Frankly, your eyes would cross if I provided a full list of every type of cover letter. I believe there’s only one cover letter, but over the years, professionals have taken up to calling the cover letter by more specific names to help define the purpose of the letter. For example, in my article entitled purpose of a cover letter, I highlighted only a small number of of cover letter types; i.e. resume cover letter, cold-contact letter, and follow-up letter.
No doubt, most job searches will require different cover letters with varying written content that matches the goal of the letter. For example, here are a few select cover letter types you may need throughout your job-search campaign:
COLD-CONTACT COVER LETTER
A letter sent to a company, which may not have publicly advertised open positions. Simply put, you’re sending a introduction to what a sales professional would call a “cold contact.” They don’t know you. They aren’t expecting correspondence from you.
A cold-contact cover letter means you’re making an introduction with the hopes that your resume will arrive at an opportunistic time. With that, your letter may spark enough interest to result in a job interview. For obvious reasons, a cold-contact letter will generate the fewest leads. Your correspondence will be faced with many obstacles, such as a strained hiring department, the potential that a position doesn’t exist for you, and possibly, your skill set doesn’t match their needs … even if they abruptly start hiring while your letter is in transit. A cold-contact letter is also known as an introductory or broadcast letter.
JOB-SPECIFIC COVER LETTER
The most promising cover letter to send is the one sent for an open position. They need … you want … seems win/win to me. =] The company is seeking a new recruit and you’re perfect for the position; therefore, you write a cover letter that highlights the key mentionables of your career in relation to the company’s needs. A job-specific letter is also known as an ad-response letter.
REFERRAL COVER LETTER
Probably one of the best producers, a referral cover letter means that you’ve been referred to the company through a mutual acquaintance. It’s best to mention your referrer within the intro paragraph of your letter, and preferably, place their name as prominently towards the top of the content as possible (first sentence would be great!). A referral letter is also known as a networking or sponsor letter.
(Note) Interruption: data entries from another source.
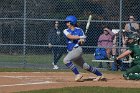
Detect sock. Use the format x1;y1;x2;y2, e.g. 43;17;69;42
65;62;79;75
88;66;102;76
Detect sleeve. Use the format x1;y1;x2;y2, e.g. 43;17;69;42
80;29;85;36
63;29;70;36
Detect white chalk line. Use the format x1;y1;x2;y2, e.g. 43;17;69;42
0;81;57;87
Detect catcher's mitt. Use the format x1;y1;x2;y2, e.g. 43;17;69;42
78;39;85;45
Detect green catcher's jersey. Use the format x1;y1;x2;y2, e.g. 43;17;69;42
128;45;140;64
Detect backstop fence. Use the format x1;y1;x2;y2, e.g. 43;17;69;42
0;0;140;69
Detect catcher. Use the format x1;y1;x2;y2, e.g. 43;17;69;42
115;35;140;80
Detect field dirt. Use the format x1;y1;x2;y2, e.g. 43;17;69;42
0;72;140;93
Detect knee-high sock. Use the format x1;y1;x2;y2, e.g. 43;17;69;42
87;66;102;76
65;62;79;75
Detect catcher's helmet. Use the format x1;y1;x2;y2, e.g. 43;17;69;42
65;15;77;25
Since networking is still king when locating prime employment opportunities, a referral letter represents your best chances.
FOLLOW-UP COVER LETTER
A follow-up letter seems like a last ditch effort on the part of a jobseeker, but it can actually “make” your candidacy in some cases. Companies don’t always make hiring decisions when expected, so sending a follow-up letter a couple weeks after the submission of your original resume and cover letter, or a few days after an interview, can actually reflect your ambition and dedication to the employer — and in some cases, making you a more viable option to employers.
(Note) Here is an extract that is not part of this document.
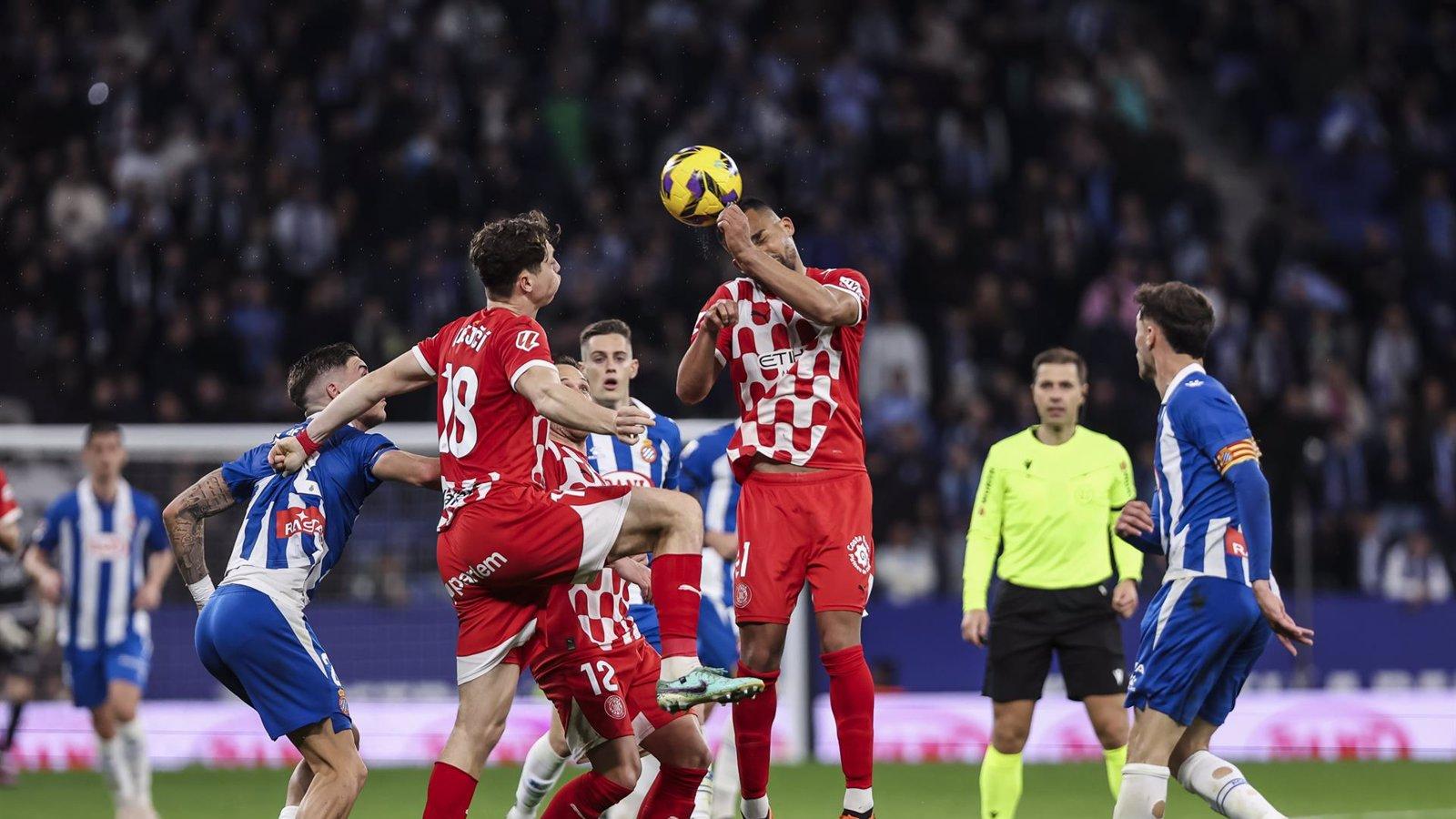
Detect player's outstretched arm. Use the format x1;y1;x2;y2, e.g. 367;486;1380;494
512;361;653;443
162;470;238;611
374;449;440;490
268;351;435;472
When sending a follow-up letter, list new and unique content whenever possible. Try not to regurgitate details contained in your original cover letter. Instead, expand upon those details that put new angles or views on your work history and list of accomplishments. A follow-up letter could be referred to as a reintroduction or thank-you letter.
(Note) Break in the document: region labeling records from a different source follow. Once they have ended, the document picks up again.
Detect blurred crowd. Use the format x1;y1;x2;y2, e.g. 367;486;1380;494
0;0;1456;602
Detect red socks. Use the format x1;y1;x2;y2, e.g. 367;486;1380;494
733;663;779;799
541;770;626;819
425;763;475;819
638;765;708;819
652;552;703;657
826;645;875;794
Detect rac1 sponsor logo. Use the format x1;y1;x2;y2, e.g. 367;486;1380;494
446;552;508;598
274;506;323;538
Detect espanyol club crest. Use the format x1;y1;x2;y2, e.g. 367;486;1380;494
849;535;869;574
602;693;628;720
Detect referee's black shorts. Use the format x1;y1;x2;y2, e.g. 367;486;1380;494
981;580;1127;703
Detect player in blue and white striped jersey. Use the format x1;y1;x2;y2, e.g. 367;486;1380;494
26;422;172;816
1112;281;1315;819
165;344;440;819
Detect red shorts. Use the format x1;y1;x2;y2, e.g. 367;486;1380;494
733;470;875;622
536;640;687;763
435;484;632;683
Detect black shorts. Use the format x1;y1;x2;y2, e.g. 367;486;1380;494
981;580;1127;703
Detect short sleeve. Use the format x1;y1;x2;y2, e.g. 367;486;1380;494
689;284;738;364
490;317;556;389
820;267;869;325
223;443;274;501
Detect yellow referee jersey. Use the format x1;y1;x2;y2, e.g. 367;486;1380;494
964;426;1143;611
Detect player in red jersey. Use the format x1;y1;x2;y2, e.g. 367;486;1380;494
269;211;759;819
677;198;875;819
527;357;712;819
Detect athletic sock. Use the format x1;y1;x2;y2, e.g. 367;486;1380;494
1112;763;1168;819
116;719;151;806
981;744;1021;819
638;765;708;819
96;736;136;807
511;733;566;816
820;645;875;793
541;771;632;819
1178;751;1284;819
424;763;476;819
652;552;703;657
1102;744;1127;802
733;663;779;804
The terminology may throw you, but their meanings aren’t a mystery. Be sure to utilize unique content regardless of which cover letter type you use. The one complaint that hiring managers have with jobseekers is that they oftentimes receive letters that are blatantly canned … and probably boring. When sending a letter, whether the content is canned or unique to the specific company and recipient, be sure that the reader is left with the impression that the letter was written specifically for him … no exceptions.
Written originally in August 2005; Revised and republished in February 2010.